The Czech economy had accelerated by 0.7% quarter-on-quarter at the end of last year, slightly above the original estimates, and had maintained its inflationary bias. Growth was mainly driven by household consumption, but fixed investment also added to the growth. Unit labour costs continued to rise due to again stronger wage and salary growth amid a lacklustre trend in productivity (see
here for more details), keeping potential inflationary pressures at bay, although there was also a slowdown in core services inflation in January and February. A possible upward break during March (but also April - a preliminary estimate will be available on 6 May, the day before the CNB meeting).
January data, on the other hand, showed a weakening in economic activity due to a slump in industry and construction, but core retail sales remain relatively resilient. This is despite a further rise in unemployment, which may partly reflect changes in legislation, and the labour market is likely to remain partly tight. In addition, wage growth, together with slowing inflation in January and February (averaging 1.5% y/y), is supporting a recovery in household purchasing power (see
the report on household disposable incomesfor more on this). More detailed numerical dynamics of the Czech economy in January on the
CBA Monitor - here, or the latest table below.
Added to this are the still resilient March purchase plans of consumers, but also industry. Although economic sentiment was already gathering during the period of higher oil prices, consumers (and not only them) were probably anticipating a more limited war with a short-term energy shock. This was probably matched by a limited rise in inflation expectations. Since this indicator will be key for the CNB, I constructed a composite index of price expectations relative to Czech inflation (see Chart 1 below) that could serve as a guide for the months ahead.
The newly constructed composite price expectations index for March suggests consumer inflation approaching around 3%. This is more or less in line with the current mechanical adjustments to the short-term outlook for consumer price growth due to higher fuel prices.
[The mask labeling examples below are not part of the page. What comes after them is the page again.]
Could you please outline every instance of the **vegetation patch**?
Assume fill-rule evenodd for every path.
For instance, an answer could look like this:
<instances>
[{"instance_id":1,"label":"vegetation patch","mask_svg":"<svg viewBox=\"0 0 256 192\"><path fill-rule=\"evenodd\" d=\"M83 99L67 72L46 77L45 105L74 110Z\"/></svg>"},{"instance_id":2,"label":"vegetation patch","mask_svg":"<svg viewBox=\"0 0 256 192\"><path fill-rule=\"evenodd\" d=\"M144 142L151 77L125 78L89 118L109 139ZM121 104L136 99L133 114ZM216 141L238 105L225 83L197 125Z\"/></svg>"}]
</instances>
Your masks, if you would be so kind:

These suggest a shift from February's CPI at 1.4% to 2% in March and 2.8% in April, with fuel adding around 1ppt to CPI growth while so far this year it has taken 0.3ppt out of it.
New credit growth remained strong in February, that is, for mortgages and home loans, while corporate loans weakened slightly compared to the second half of last year and were close to last year's average.
The weaker performance of Czech industrial and construction output at the start of this year, together with slightly weaker (albeit volatile) industrial wage growth, would likely have intensified the debate about the timing of a modest central bank interest rate cut hinted at by a section of the CNB's board
a month ago as the new year approached. However, the energy shock in the wake of the war with Iran significantly altered the central bank's rhetoric at its March meeting, which unsurprisingly resulted in leaving the CNB interest rate unchanged at 3.50%. For the central bank, the key will be how energy prices translate not only into fuel prices, but also how strong the impact will be on other energy prices, i.e. gas and electricity, and other commodities (with cross-sector impacts).
Even more important for the CBN will be the pass-through of these energy shocks into core inflation and the subsequent potential increase in the money supply (via bank lending or expansionary fiscal policy) due to less restrictive interest rates (so here we will compare the increase in inflation and wage expectations versus the yield curve). One of the key factors that will determine this pass-through is the anchoring of inflation expectations and labour market developments (employment and wage growth), or how expected economic activity, and hence expected real household incomes, will affect consumer acceptance of higher prices across the economy.
Although we can draw a parallel with the period of the start of Russia's invasion of Ukraine in 2022, some of the circumstances are the same (it is an energy shock)
but in many ways they are different at present (the price scale of the shock particularly for gas and electricity, the extent of supply disruptions, the "sympathy" with higher prices among retailers affected by the covid vs. stronger real wage growth).